Recess arrived and I noticed the teachers rushing for their daily serve of morning tea. The teachers cautiously stepped around me with mumbled “tulou, tulou”s and eagerly reached over for their lemon leaf tea with one hand while performing a balancing act with a generous pile of bara and fried taro in the other hand. One of the teachers pulled me into sit next to them and pointed furiously at her food and edged closer to me. Keen to try local snacks and attempting to be polite and interested, I asked “and what is this we’re eating? It smells lovely!”. As I was mid-sentence, the teacher turned away and ignored me completely! I leant over gently and enquired again: “Sorry, excuse me. Um…” She still had her back turned to me. I felt a light tap on my shoulder and turned to the friendly face of the assistant head teacher. “My dear, Teacher Leona cannot hear you, she is Deaf.” And with a sudden loud smack onto the tea room table which made me jump high enough to send me catapulting over the school’s fence and into Suva harbour, the assistant head teacher had successfully gained Teacher Leona’s attention and interpreted my question in Fiji Sign Language.
Before I could even find out the answer to my question, my counterpart, Linda, had approached and had a student and his mother behind him. “Yadra, Amanda. This is J – you can do something for him now?” I peered around Linda to get a better look at the student. Before me stood a large boy breathing heavily, clapping his hands and looking blankly into the distance. Having no knowledge about the child or without any briefing, I was ushered into a classroom and watched as the child’s mother pulled him onto a chair. Following in after us was Lauren, the Speech Pathologist who was also on assignment at Hilton Special School. “Ladies, you can tell us something we can do for J?”. With a bewildered look over at Lauren, both of us were now expected to do something to help this child. The idea of “nothing” was slowly fading.
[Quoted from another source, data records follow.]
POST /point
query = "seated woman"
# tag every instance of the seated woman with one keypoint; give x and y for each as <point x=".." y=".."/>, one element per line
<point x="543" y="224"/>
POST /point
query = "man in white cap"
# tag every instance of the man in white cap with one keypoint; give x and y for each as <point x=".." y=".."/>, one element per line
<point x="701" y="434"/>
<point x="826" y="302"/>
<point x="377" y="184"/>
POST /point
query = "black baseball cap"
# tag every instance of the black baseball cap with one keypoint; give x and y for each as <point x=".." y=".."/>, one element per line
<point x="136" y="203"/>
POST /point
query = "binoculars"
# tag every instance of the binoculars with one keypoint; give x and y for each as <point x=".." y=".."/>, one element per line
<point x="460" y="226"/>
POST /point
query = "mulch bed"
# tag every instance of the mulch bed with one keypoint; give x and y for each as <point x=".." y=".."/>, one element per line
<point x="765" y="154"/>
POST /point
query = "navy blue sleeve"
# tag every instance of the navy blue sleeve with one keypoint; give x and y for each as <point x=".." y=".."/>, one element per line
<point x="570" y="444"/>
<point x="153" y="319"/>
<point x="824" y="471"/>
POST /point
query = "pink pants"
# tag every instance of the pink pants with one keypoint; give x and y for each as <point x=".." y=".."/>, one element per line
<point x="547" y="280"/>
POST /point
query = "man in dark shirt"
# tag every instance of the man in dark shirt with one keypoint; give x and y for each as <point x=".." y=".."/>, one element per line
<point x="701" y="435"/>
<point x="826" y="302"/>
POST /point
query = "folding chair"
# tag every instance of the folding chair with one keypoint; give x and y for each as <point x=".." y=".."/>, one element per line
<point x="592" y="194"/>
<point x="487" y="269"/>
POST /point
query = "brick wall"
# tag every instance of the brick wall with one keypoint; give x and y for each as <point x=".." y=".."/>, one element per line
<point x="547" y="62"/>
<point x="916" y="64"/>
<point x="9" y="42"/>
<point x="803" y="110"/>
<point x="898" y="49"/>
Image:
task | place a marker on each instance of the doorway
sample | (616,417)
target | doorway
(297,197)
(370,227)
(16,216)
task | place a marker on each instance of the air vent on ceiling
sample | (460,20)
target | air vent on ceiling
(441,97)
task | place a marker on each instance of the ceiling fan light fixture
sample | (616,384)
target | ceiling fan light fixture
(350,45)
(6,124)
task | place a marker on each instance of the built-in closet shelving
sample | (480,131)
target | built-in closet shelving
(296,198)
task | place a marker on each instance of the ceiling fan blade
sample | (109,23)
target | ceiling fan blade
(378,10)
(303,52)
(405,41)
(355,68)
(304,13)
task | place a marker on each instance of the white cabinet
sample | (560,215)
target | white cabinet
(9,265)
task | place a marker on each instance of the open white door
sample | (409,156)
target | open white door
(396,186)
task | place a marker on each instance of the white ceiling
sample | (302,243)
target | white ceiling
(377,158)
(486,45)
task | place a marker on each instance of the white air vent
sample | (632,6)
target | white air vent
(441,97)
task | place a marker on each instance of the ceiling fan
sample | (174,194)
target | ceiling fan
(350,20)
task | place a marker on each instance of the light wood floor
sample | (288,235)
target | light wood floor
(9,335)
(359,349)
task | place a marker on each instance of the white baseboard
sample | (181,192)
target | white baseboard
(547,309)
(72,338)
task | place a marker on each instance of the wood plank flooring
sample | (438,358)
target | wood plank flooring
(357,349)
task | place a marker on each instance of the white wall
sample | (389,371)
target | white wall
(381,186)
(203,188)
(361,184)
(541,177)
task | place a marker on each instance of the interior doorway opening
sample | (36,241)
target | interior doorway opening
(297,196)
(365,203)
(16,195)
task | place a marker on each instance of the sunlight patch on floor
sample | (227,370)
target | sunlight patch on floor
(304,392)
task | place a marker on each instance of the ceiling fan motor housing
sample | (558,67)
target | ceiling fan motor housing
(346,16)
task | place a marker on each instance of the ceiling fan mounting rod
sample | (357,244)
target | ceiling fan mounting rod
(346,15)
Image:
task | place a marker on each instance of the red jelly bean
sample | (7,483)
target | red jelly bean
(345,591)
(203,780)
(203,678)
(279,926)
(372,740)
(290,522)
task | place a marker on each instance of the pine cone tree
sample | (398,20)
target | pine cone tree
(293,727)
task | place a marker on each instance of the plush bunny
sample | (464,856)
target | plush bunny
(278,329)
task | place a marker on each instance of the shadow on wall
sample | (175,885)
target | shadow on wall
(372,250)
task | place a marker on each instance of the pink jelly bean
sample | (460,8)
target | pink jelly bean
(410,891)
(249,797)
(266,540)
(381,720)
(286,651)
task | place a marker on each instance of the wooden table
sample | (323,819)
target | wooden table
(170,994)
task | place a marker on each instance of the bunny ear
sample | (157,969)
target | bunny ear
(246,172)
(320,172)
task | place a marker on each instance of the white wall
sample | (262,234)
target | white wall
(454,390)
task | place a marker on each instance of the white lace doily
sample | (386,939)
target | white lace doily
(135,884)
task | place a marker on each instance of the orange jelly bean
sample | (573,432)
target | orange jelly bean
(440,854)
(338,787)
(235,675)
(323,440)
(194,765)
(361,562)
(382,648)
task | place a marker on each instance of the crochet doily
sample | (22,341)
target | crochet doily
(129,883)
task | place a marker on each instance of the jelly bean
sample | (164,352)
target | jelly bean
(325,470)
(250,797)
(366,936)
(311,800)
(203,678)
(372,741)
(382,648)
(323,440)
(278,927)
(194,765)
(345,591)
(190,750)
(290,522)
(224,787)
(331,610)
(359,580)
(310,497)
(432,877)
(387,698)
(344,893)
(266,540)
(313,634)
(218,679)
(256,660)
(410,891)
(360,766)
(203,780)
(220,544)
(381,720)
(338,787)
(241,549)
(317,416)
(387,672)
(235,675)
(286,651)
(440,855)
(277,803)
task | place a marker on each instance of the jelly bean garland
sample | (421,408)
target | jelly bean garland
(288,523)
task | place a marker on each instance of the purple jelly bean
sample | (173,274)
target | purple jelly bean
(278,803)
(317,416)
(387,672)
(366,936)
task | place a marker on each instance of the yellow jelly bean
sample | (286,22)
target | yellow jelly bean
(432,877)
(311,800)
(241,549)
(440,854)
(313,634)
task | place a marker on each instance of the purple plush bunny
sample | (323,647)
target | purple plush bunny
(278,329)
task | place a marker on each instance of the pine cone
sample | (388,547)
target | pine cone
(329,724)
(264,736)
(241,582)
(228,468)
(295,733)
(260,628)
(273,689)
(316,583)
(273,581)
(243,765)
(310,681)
J’s mother and his teacher weren’t going to be satisfied with vague solutions to addressing her son’s needs, so Lauren and I did our best to offer only basic advice and stressed the importance of further assessment.
The bell for the completion of recess rang and after questioning J’s mother and performing basic assessments, I excused myself to return to another class to attempt to return to doing “nothing” at the back of the class. I was hoping to get used to the idea of doing “nothing”. It was comfortable and safe concept in a foreign country where I only had a patchy idea about its culture and customs. Once again, “nothing” was not to be as another teacher was beckoning me from the doorway of the classroom that I had nestled myself into.
“Kerekere, Amanda – I need some activities for my class, can you suggest some activities for me?” The Transition teacher had appeared at the classroom entrance and I was promptly ushered into the Transition class where the children with the highest support needs had their classes. From my first glance, this was a class for children who had major mobility and physical concerns. Half the class could not walk independently and most had issues with muscle control in their hands and a small proportion had global intellectual delays. From this moment, “nothing” was thrown out the window and over the fence into the banana-plant and ivy covered cliff that Hilton Special School sits on.
Since then, it has been non-stop assessments and activities with students, a constant barrage of writing wish-lists and recommendation reports to improve student’s mobility needs, a battle to maintain a hydrotherapy pool and keep inquisitive students from entering without my knowledge, juggling a large shipment of donated equipment and assisting students and teachers in their classroom environment.
I’ve grown so close to Hilton Special School and the children are endearing and call out my name in sing-song voices as I pass their classrooms at the school. I’m no longer lost in translation with Fiji Sign Language gradually de-mystifying itself through repetition and practice with the hearing impaired students. Most importantly, I’ve grown to know the school inside-out, including its overhead roof-cum-storage area space which is accessed somewhat precariously by a wobbly ladder. The mothers, aunties, teachers and students have become like an extended family. In Fiji, I’ve learnt that you drop everything for family and doing “nothing” would never be an option for my Hilton Special School family.